The argument, the substance of a case dismissed by the Supreme Court earlier this year, defies decades of serious medical research that shows the safety and effectiveness of mifepristone and misoprostol. But it has taken on greater urgency for national and state-based anti-abortion organizations, who have pointed in particular to the growing prevalence of mail-order telehealth abortion services, which a growing share of Americans have used to circumvent their states’ bans on the procedure. Medical professionals who prescribe and mail the pills operate from states with abortion-friendly governments, under the protection of “shield laws” meant to guard them from out-of-state prosecution.
The renewed focus on medication abortion, and in particular false claims about its danger, suggest that major anti-abortion lobbies would likely push for national restrictions on the drugs involved if Trump wins a second term. And the increase in attacks on “late-term abortions” — a stance Trump too has adopted — could preview efforts to enact some kind of national restrictions.
SBA Pro-Life America did not directly answer a question about what kind of policies it would prioritize if Trump is elected. But in a statement, Marjorie Dannenfelser, the organization’s president, echoed Vance’s talking points, saying that Democratic leadership would result in “painful late-term abortions through the ninth month paid for by taxpayers.”
“Strategically, they’re going in two directions,” said Greer Donley, a law professor at the University of Pittsburgh who studies abortion law. “One is trying to build support for a national abortion ban at some point in pregnancy. And two, trying to build support to take medication abortion off the market, make it harder to access, remove telehealth — whatever it’s going to be.”
That could have profound consequences. Data from the Society of Family Planning suggests that about 1 in 5 abortions done in the United States are now performed through telehealth, and about half of those are shield-law backed abortions for people in states with bans. In states with these bans, activists and anti-abortion lawmakers have struggled to find new avenues to curb access to medication abortion. But medical professionals who use shield laws to provide abortions have expressed concern that a hostile presidential administration could leverage its executive authority — particularly the Food and Drug Administration — to limit access to mifepristone.

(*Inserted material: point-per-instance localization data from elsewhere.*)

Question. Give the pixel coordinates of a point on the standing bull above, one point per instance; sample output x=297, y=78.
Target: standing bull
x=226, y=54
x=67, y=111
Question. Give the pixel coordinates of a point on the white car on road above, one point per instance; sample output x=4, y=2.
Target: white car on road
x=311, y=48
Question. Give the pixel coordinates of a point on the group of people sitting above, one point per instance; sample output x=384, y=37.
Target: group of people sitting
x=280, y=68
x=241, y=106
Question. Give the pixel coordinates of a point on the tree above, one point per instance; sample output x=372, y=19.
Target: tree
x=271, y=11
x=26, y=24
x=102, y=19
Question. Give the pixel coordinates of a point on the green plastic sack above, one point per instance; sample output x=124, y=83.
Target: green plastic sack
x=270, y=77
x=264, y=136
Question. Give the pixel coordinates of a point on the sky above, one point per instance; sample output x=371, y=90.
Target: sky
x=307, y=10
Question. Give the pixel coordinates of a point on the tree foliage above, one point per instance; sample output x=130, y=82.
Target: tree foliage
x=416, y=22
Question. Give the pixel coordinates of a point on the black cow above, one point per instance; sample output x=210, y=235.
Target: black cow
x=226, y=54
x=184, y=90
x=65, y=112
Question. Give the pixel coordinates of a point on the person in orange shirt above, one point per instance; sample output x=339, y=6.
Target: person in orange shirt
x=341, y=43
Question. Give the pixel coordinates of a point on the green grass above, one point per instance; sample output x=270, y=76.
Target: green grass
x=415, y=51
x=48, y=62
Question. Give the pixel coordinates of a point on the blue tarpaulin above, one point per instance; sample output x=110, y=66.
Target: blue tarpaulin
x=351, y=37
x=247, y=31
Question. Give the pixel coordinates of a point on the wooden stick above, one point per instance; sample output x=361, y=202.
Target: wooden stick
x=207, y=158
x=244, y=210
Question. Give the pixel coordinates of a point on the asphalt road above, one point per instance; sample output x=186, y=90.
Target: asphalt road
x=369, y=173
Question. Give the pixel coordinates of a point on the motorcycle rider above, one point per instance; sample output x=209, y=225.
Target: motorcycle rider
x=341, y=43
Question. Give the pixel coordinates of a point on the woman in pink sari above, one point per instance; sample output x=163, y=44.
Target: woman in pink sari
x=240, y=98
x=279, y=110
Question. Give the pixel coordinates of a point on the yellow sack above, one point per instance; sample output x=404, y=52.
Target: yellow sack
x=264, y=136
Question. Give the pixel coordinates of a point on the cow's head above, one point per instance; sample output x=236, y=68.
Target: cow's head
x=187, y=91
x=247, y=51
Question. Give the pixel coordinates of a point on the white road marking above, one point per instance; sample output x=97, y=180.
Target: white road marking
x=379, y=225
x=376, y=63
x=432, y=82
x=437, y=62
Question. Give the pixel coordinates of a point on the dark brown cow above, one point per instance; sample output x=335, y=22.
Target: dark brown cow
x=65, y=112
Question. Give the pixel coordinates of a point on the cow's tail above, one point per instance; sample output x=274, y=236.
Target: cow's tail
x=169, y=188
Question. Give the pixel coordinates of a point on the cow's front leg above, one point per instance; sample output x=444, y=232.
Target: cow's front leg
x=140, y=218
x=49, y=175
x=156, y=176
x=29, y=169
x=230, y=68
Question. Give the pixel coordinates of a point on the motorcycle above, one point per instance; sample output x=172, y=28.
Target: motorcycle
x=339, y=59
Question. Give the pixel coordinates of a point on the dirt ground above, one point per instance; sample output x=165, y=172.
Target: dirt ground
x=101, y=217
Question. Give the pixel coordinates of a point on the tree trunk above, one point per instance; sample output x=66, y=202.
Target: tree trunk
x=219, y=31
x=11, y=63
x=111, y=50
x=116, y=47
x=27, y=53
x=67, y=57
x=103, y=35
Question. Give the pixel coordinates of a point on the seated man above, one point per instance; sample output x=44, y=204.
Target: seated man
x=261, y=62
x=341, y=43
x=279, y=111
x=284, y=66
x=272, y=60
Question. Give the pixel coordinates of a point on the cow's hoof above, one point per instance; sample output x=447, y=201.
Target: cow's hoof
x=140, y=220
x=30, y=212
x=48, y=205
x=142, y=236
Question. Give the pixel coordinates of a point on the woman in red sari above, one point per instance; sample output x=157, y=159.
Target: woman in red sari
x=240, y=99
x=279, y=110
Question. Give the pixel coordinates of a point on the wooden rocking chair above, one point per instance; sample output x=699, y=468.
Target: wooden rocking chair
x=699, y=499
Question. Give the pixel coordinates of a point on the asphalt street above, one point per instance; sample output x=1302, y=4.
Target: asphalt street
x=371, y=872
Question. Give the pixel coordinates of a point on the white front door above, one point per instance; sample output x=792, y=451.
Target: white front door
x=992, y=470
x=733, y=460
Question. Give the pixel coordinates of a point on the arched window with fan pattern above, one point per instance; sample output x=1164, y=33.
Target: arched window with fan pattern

While publicly, Trump has disavowed a national ban, he’s been far less clear about what approach he would take to medication abortion. Project 2025, the conservative policy blueprint crafted by the Trump-aligned Heritage Foundation, argues that a Republican administration should push the FDA to reverse its decision that mifepristone is safe to prescribe through telehealth, or even undo the drug’s approval altogether.
Vance has endorsed enforcing a different law, a dormant 1800s anti-obscenity law known as the Comstock Act, to outlaw the mailing of abortion medication.
“The one thing I feel confident he will go after is medication abortion through the FDA,” Donley said. “That’s the one that’s having very serious effects for the anti-abortion movement across the country, because of shield laws and shield provision and telehealth.”